Wednesday, September 22, 2010

updates-cousin-life

Adoption updates:
We have two more weeks of PATH classes.  My heart truly breaks for these children in the situations they are in. I think about it all the time. The classes have made me a better mom. Even though they are long and I've had to depend on the whole country to help with our four kids-getting them home from practice, home from work, to dance, home from dance-I've still learned so much through these couple of months.
We had to postpone our next homestudy visit  with our social worker due to me not getting all the paper work done and Steve's work schedule. It has been a lot trying to do homestudy paperwork  along with student teaching homework.  Last night at PATH they had a panel of people that have been through our journey or workers that can answer questions and give information. I left a little more frustrated  than when I came. No one seems to be an advocate for just people who want to adopt.  Everyone acts like it is so impossible. It's frustrating because we feel so lead in this direction. This has been such a trial of faith for me-just going on faith alone when everyone says it's not a good idea to go through the foster system to adopt.  I have had so many people ask me...why are we doing this?  I have gotten so many looks when the topic of adoption comes up...statements of don't you have four children already or why in the world would you put yourself through all this!   I guess it does sound kind of crazy and  it sounds even crazier that I am trying to finish my degree-student teach and complete all this but then  I am reminded so many times over and over that this it's not our timing it's the Lord. We are driven with a force that is stronger than any that I have ever experienced.  And although we don't have a face that we are praying for it is so humbling to hear my children pray for a child that is being prepared for our family and us for that child.

Family updates: cousin Rachel
We are in a new season of our life...(wouldn't it be funny if we ended up adopting a baby while we are full force into this new season of teenagers! )  My SIL and I use to sit around and talk about when we have teenagers. It is so much fun having teenagers raising them with family close. My brother has 3 children that are very very close in age to my boys. Well actually his daughter that is 12 is the same age of Leah Beth as well!  This past weekend they hung out together-one of them drove them around-two of them slept over at Nana's and two of them (rachel and andrew) came to our house. They are all good buds and I love how they are such good friends and help each other out. I love even more that they are good teenagers!


3 comments:

Lila said...

Gretch.

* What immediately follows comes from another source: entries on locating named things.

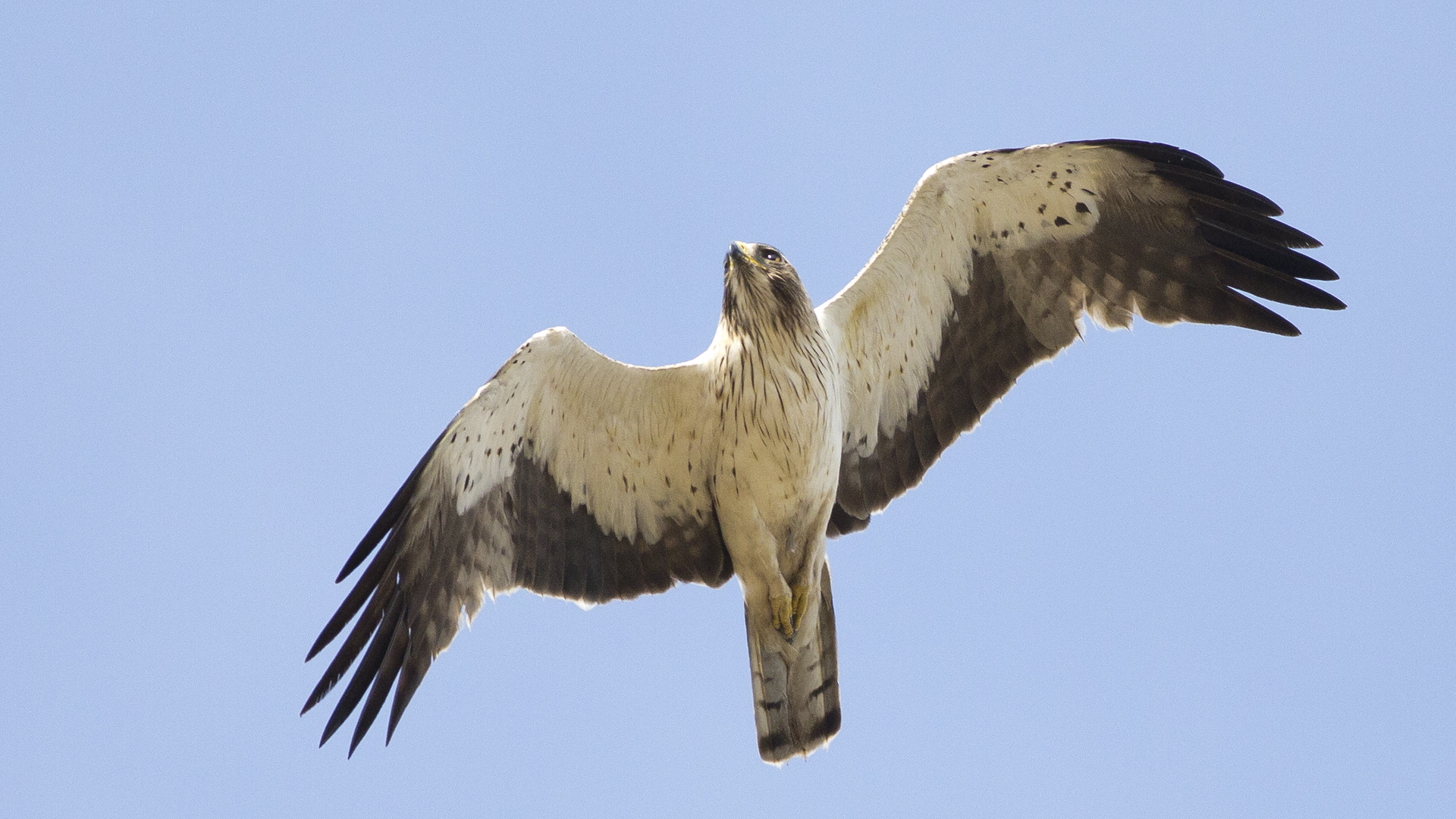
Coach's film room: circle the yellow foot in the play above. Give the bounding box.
[769,586,810,640]
[793,586,812,632]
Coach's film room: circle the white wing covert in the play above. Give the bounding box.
[304,328,733,754]
[817,140,1344,536]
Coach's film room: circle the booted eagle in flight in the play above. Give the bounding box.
[303,140,1344,762]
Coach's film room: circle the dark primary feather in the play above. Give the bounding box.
[303,435,733,755]
[828,140,1344,536]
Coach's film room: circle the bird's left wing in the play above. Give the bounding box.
[817,140,1344,535]
[303,328,733,754]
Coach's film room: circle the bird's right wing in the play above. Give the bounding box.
[817,140,1344,535]
[303,328,734,754]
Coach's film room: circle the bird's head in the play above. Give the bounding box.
[723,242,814,335]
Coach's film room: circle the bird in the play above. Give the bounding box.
[303,140,1345,765]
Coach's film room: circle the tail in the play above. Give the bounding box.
[744,563,840,765]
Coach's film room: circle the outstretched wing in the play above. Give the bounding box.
[303,328,733,754]
[818,140,1344,536]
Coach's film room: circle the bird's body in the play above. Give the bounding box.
[304,140,1342,762]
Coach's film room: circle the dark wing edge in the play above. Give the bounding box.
[828,140,1345,538]
[300,336,734,756]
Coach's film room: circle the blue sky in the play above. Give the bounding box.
[0,2,1456,817]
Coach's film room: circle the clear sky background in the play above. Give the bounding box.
[0,2,1456,817]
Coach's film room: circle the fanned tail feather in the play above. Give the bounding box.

I have many thoughts cause i always think i need to be a problem solver! :) anyway, i would liken the looks people give you or comments made as a comparison of someone outside our church with no faith finding out that we are virgins before we marry or the fact we have never drank alcohol. they are dumbfounded and argue with you even (in my experience), that it's not possible. yet, we have a living prophet who recieved revelation that we should live that way. point being, we don't have to explain our 'quirky' idea's to others but maybe knowing it's foreign to them we can giggle that we know "what is what" and be excited about what is asked of us and focus on fullfilling the request. Good luck finding your beautiful child in the way you feel led. you may also be led that way because the Lord knows you will become a trailblazer for others on the same path. YOU CAN DO IT! :) xoxo
cousins post... soOOOooOO cute. :)

Melanie said...

Joshua 1:9 (New Living Translation)
This is my command—be strong and courageous! Do not be afraid or discouraged. For the Lord your God is with you wherever you go.”

Gretchen,
I'm so excited that you are almost finished with the PATH classes. I know you will feel a sense of relief when that is complete. Yes, I can completely identify with how hard it is to complete papework while you are teaching!! It is totally time consuming and exhausting with everything else going on in life. You can do it though!!....stay steady...a little bit at a time. Keep your child in your mind and that makes it so much easier to complete. About the questions/comments...try to surround yourself with people who have been there before. Others simply do not understand. I can't explain the looks we have received, crazy questions we have been asked, etc...But just know that God sees your heart and he is looking for those who will diligently seek Him. He loves our future children more than we ever will and will do anything for us to hear His voice and give them an abundant life filled with love, joy, and hope... you know? You really can't explain that. Keep running the race....I'm cheering for you! It's so worth it. Much Love!!

tiki_lady said...

Well, this is your journey and your family's. You are the only people it matters to. It doesn't matter what others think. Just remember that. Perhaps, it is part of the sweet realization that this is to be. Some of the greatest blessings come only after the test of faith, endurance and trial.